If you live in the state of Washington, the last week has been absolute insanity. Lowland snow struck the entire western side of the state, not to mention the same storm wreaking havoc on the mountain passes. Snow in the metropolitan areas isn’t super uncommon, it usually happens once or twice each winter. What IS VERY uncommon, is the consistent temperatures we have been having throughout the storm cycles. It has been cold. VERY cold.
For over a week, in the Issaquah, WA area, it hasn’t gotten above 25 degrees more than once. When that happens, its typically frigid up in the mountains, and it has been. Snoqualmie pass has been pounded with feet of snow the past week, and it has been in the high teens to low twenties through the entire storm cycle.
However, it has been mayhem in the mountains. I’m not sure why, but there have been multiple power outages, and PSE has been struggling to keep power consistently running there. Couple that with the idiotic drivers that don’t know how to drive in the snow without causing pile-ups galore (and a collision with a truck carrying sulfuric acid, no joke)… the thought of being able to get to the mountains today was definitely in question.
Somehow, it all worked out!
I arrived at Alpental around 6:45am. I’m an earlybird, and I got a great parking spot right next to the bridge. I was nursing coffee and a breakfast sandwich, waiting for my little brother and cousin to show up. At the base, it wasn’t even 20 degrees. Perfection. My coffee ran through me like an avalanche through a couloir, but thankfully the employees let me in to the lodge so I could get to the restroom before I reached critical mass.
At 8am, I picked up my lift ticket, headed back to my car, and got ready.
At this point, my brother and cousin arrived, and we were in line by 8:45am, close to the front, ready to load up on to Armstrong Express. The lift began spinning around 9:20am. The storm let off late last night, so ski patrol was on top of things today, and they got everything rolling fast.
We reach the top of Armstrong Express, and to our delight, chair 2 was already spinning! If you’ve never skied Alpental, chair 2 is a two-person lift that takes you to the top of the mountain and gives you access to Backcountry gates and whatnot. It usually takes at least another hour to open, following the opening of the lower mountain lifts.

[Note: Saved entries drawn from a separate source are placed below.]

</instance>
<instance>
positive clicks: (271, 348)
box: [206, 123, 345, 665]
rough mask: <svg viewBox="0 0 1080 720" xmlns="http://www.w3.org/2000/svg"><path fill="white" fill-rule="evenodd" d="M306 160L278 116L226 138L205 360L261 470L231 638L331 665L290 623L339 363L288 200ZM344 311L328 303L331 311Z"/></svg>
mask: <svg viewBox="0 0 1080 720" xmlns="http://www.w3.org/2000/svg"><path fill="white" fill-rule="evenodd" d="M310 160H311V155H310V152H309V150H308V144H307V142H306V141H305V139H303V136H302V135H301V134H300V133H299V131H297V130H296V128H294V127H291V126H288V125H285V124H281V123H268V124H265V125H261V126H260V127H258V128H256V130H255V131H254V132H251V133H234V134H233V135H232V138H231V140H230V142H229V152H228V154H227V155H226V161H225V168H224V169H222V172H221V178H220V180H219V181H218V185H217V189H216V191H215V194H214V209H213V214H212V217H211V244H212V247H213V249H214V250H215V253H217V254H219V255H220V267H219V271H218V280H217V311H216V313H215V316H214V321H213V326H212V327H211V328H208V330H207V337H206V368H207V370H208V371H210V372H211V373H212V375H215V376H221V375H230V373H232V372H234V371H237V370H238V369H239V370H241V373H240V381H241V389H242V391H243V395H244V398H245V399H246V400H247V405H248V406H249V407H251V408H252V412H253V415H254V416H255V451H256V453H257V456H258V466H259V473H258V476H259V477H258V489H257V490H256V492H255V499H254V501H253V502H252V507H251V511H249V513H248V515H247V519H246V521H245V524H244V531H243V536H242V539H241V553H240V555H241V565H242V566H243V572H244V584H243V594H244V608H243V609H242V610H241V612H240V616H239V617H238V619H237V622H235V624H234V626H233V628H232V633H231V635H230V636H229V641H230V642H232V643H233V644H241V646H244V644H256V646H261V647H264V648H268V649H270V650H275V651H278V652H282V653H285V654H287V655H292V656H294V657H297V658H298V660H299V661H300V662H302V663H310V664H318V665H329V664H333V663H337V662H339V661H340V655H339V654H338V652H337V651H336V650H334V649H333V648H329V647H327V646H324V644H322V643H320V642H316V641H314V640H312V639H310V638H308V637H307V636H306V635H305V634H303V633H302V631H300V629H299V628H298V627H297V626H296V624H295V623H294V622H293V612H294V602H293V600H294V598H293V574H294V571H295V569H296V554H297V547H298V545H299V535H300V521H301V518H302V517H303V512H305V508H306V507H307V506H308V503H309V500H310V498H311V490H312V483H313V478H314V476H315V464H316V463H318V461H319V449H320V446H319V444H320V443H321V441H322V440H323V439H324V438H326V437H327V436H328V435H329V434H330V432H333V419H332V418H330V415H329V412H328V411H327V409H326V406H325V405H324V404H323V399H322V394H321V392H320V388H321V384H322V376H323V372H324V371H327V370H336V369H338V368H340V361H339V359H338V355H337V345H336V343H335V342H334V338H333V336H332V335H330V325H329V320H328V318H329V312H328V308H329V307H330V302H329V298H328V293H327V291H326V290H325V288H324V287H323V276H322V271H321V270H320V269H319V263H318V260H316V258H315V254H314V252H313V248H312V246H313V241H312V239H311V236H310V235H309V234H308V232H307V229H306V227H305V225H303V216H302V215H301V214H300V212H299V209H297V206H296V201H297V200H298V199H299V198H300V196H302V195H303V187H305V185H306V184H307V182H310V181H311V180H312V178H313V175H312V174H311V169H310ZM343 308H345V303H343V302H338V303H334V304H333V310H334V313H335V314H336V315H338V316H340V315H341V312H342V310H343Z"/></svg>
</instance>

So, We got in line, and began our ascent up in to the fog. As we came over the first crest, though, oh my goodness… it was bluebird.
And then, we skied powder, until we couldn’t feel our legs anymore.
Powder skiing will never be overrated. The pure joy and smile of floating down a mountain while taking upper cut after upper cut of snow to your face is something that cannot be described as other than perfection. That, for me, is profound. Because no matter how much these resort owners become sellouts, no matter how much they inflate lift ticket prices, come up with absurd policies… the joy of skiing deep snow never dissipates. It literally can’t.
Have you ever had a bad day skiing powder? I’m not talking about losing a pair of goggles in a crash, snapping a pole, etc… I mean, have you ever had a day where you were fully operational as a skier, but did not enjoy yourself while skiing powder. I’d be shocked if anyone said they have.
I’ve had bad days skiing park. The lack of confidence, crashes being painful, etc. I’m sure everyone has. But the fact remains that powder skiing is something that unites everyone in joy and fun.
One of my all time favorite quotes, by the great TJ Schiller, sums it up perfectly. When asked how to describe skiing deep snow, he said the following:
“It’s what you think skiing should be.”
Thanks for reading, NS homies! I appreciate you all.